So I'll now turn back to the version I left, and make some of the improvements I intended. If a consensus arises that the functional notation is really better, I'll gladly turn that back afterwards, but I'd prefer not to be reverted globally. Marc van Leeuwen (talk) 08:38, 11 March 2011 (UTC)[reply]

I reverted you. First, I hadn't checked to make sure that you hadn't made changes other than the notational change you described in your edit summary. In the future, when you are doing making more than one type of change please indicate that in your edit summary. Second, if I come across an article where an editor has basically just changed from one notation to another with an edit summary describing how the new notation is better (when it's not clearly better), then I will revert that, because it often turns into that editor going through 10 other similar articles and making the same notation change. There are policies in wikipedia that basically say that if a convention is being used somewhere, you shouldn't just change it, not even to make things jive with other articles. Third, it's indeed typical in more advanced places to drop the (x) notation since it's redundant, and I generally do so and simply write f, g, h. Or I may even write P, Q. Or a, b, c. If you had spent time improving this article (say even just a few edits) and then had changed the notation, I don't think I would've reverted. At the time you reverted, there was no way to tell this is the first step in a larger program. Though I must say, I really don't like the notations G and H for polynomials (sure G without the presence of H, but both is jarring to me). In summary, it's not that I am of the firm belief that this article must use f(x) and such, it's simply that what seems to be a "drive-by" edit that completely changes a notational convention in an article to another one that is of about the same standard-ness is sketchy. All the other problems with the article you describe above are serious problems and I'd be very happy if you addressed them. RobHar (talk) 15:26, 11 March 2011 (UTC)[reply]

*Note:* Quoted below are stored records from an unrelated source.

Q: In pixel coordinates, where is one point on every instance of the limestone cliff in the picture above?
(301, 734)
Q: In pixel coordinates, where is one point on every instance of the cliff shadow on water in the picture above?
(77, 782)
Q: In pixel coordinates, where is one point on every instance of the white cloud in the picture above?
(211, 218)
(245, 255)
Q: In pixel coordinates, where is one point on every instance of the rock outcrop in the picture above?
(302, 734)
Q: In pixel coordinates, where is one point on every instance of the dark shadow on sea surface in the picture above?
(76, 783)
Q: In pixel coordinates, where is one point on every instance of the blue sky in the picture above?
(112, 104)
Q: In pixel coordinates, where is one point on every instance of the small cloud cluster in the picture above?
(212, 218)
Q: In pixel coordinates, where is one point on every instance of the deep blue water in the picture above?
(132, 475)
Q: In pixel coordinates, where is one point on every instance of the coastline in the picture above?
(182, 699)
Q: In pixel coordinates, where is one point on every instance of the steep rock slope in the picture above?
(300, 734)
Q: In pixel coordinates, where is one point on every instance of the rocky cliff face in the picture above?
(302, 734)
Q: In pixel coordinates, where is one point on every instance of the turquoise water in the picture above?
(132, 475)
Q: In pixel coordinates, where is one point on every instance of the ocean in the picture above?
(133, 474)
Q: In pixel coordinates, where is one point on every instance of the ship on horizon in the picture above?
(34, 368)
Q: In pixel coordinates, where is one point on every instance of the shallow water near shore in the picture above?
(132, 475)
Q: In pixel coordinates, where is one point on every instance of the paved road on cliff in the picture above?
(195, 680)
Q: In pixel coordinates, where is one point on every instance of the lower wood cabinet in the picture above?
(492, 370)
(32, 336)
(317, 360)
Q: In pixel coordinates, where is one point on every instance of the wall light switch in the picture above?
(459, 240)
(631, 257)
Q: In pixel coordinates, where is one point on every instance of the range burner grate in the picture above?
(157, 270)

Does anyone know how or if Eisensteins Criterion says anything about the existence of Gaussian Rational roots? 64.134.140.53 (talk) 00:21, 21 June 2012 (UTC)[reply]

The caveat needs to be elaborated and explaned in further detail, Im not sure that I am understanding it correctly.

This is my understanding: Even if Eisenstein's Criterion is met/passed and we have confirmed the non-existence of general rational roots... then we may still possibly have strictly prime roots if and only if the polynomial is not primitive.

64.134.140.53 (talk) 00:51, 21 June 2012 (UTC)[reply]

The criterion is about factorization, not about roots. The passage "It will also be irreducible over the integers, unless" can be illustrated as follows. Take an Eisenstein polynomial for p=5, say, for instance Q=2X³+10X²+25X+15. It is irreducible over the rational numbers by the criterion, and since this example is primitive it is also irreducible over the integers. However if we multiply by another prime, say 3, to obtain 6X³+30X²+75X+45, this still meets the Eisenstein criterion for p=5, the polynomial is still irreducible over the rational numbers, but it is reducible over the integers because it is equal to the product 3Q, and both 3 and Q are non-invertible factors over the integers. Speaking of reducibility over the rational numbers conveniently sweeps the factor 3 under the rug as invertible and therefore irrelevant. However this rather trivial case is the only reason to talk about the rationals; the criterion and its proof are really an integer affair. Marc van Leeuwen (talk) 13:05, 30 August 2012 (UTC)[reply]

The change of variables in the examples is inconsistent. First it says to set x = y + a, and then redefines x as x + 3. The cyclotomic example says to set y = x + 1, which is the right way to do it. I think the section would make more sense if the first example was consistent with the second, and set y = x + a. Further, I think it should look like h(x) = h(y + 3) = y^2 + 7*y + 14 to be clearer and not redefine x.

After the example of how to apply a shift it says that the shift is a ring automorphism, which is not true. — Preceding unsigned comment added by 131.111.221.163 (talk) 22:45, 12 June 2013 (UTC)[reply]

The substitution of x by x+a is an automorphism of the polynomial ring, mapping f(x) to g(x)=f(x+a). Such a substitution may also be viewed as a change of variable (y=x+a). The fact of changing or not the name of the variable is not really important, as the name of the variable in a polynomial is only a placeholder. Hover, in practice, it is safer to change the name, to avoid confusions. I have changed y into x in the example for a coherent notation in the section. D.Lazard (talk) 08:50, 13 June 2013 (UTC)[reply]